Within a week or so, I had found a new therapist in our new city and gotten started again. I had learned about EMDR here, and that's what I looked for, someone who specialized in CSA and who knew EMDR. And who I could afford.

I'm glad to say that changes in my health insurance as a result of Obamacare made mental health visits more affordable (80 percent covered not 50 percent covered, which is a BIG deal). That actually made it possible right there for me to get therapy right away. I think I pay $39 a visit out of pocket, which is SO WORTH IT!

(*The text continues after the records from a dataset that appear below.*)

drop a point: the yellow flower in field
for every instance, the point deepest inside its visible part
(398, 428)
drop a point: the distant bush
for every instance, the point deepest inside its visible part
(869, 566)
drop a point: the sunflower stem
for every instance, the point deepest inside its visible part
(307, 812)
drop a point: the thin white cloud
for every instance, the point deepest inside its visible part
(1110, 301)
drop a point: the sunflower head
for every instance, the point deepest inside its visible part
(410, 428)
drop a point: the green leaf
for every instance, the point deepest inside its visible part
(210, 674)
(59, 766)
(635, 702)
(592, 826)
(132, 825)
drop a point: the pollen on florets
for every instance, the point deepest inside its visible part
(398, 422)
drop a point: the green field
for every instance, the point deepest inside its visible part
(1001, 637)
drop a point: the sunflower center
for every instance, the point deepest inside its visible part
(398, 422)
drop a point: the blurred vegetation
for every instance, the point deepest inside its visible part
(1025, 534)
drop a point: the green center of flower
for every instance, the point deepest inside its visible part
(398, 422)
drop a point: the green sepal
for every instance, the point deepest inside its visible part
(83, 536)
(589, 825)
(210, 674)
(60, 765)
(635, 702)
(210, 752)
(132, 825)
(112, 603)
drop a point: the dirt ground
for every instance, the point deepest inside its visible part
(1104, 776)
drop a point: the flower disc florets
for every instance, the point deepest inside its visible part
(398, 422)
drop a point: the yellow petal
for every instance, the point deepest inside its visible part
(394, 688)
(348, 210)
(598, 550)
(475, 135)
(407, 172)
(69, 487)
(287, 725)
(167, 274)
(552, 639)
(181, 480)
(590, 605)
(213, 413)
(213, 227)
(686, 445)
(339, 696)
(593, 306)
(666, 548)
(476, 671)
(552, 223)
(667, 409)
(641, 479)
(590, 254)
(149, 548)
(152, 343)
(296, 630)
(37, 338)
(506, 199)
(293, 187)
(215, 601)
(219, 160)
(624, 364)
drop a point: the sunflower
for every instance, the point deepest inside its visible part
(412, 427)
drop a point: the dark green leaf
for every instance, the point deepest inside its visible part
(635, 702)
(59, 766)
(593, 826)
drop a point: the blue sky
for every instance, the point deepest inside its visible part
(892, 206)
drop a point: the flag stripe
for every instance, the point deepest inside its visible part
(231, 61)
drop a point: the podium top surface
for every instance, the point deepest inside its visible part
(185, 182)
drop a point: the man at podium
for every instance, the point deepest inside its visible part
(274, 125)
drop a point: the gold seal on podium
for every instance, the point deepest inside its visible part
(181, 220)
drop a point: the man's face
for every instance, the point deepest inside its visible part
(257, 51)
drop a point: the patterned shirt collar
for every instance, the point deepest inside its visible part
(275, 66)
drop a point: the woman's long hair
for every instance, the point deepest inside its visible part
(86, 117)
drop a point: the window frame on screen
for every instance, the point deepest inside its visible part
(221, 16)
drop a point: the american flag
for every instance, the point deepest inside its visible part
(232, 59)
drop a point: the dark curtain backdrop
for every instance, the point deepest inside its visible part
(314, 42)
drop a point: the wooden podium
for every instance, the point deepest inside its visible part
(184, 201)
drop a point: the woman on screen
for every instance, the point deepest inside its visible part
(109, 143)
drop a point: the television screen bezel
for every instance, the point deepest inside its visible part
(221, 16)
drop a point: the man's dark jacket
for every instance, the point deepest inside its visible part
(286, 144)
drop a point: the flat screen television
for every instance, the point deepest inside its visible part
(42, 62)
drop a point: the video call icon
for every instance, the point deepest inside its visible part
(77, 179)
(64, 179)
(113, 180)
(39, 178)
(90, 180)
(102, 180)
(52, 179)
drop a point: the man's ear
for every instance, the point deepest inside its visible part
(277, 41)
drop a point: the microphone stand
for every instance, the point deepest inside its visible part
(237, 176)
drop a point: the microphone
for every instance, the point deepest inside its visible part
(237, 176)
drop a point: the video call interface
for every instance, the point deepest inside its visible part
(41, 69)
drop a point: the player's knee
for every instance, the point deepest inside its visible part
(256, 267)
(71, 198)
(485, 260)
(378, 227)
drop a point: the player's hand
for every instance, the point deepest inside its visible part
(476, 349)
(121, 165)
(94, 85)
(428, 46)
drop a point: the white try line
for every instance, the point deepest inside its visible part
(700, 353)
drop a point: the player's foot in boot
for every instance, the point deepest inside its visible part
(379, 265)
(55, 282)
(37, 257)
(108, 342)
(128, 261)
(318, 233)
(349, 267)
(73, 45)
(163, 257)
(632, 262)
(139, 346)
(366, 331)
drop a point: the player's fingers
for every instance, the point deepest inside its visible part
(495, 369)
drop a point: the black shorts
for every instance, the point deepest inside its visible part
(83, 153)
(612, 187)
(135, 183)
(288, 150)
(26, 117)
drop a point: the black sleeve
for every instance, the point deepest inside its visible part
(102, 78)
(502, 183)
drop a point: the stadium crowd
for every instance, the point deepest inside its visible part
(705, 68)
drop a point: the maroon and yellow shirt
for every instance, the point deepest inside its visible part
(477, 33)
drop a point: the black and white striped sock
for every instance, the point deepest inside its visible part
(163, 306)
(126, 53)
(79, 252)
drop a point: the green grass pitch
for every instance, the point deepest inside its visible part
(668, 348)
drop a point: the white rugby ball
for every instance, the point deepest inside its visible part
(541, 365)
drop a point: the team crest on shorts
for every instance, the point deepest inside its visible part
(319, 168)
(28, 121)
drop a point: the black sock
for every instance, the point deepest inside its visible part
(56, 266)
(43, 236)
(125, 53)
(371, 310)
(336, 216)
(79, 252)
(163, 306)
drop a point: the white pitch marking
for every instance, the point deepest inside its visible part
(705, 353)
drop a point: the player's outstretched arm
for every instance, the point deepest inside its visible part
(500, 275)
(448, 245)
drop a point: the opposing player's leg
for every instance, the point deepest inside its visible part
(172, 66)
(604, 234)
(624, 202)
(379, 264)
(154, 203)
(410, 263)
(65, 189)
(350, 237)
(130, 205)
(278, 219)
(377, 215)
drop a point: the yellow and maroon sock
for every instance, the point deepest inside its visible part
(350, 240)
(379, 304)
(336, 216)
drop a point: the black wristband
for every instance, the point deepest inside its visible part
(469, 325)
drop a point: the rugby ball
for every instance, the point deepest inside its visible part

We started therapy like regular. But from the beginning, we worked on tools, like a safe box where I can put things that torment me, so I can stay safe until I get to my next therapy session. We worked on those copying mechanisms for several weeks before doing EMDR, and the first EMDR session was all about remembering comfortable places that made me feel good. It was strange, sitting on a couch with my eyes shut and holding two small pads, one in each hand... strange that as one would vibrate lightly and then the other, and as my therapist asked me to imagine those safe places and describe them to her, I could remember so distinctly the feeling of the carpet under my toes, the swing of my feet from a comfortable chair and the cool air close to the picture window.

Later, we started to explore the feeling and situations associated with the abuse that happened. I don't want to trigger anyone and don't really want to get into the gory details (don't see the point here), but we walked through some of the worst stuff together. It was overwhelming. Painful as hell. And after one of the early meetings I literally hallucinated as I left. It was horrible. It seemed to me that everything around me had a film of shimmering water on it. The walls. The floor. The hallway. The doors. The parking meters and everything. Another time, I had a similar experience on my bicycle ride home from work. And that scared the crap out of me, because, you know, a vehicle could KILL me in a situation like that, or break 100 of my bones!

But the most amazing thing started to happen. For as long as I could remember, I'd been living with red-hot bars of iron in my body. Things would make me shake with fear. My stomach would roil with anxiety. Certain subjects I couldn't talk about. I was terrified that my wife would leave me. I felt I was cursed. And all that stuff began to ease. The red-hot bars of iron just weren't as hot anymore, as the painful memory--stored in so many places in my body--began to be ordered and processed in a way that made sense to me, and that made me feel better.

I'm not done, not by a long shot, and I've never gone back over my posts to see "back then" versus now. And there may not be that much difference, because I had already had about two years or more of therapy before I ever started here. BUT I will tell you that I feel different. I feel better. I feel, like they say about EMDR, that I'm working on building a new brain, a re-wired brain. Factory reconditioned!

It feels good. If you have the chance, go for it. But be careful. And understand like all things it's a process. And everyone's different. What works for me won't work for everybody.

Well, finally, I guess I'll sign off. I probably wrote another 5,000 word sleeper! Thanks for posting and bringing up these questions. I hope I've been some help. Keep seeking peace, brother. You can do it. I know you can. And I can too.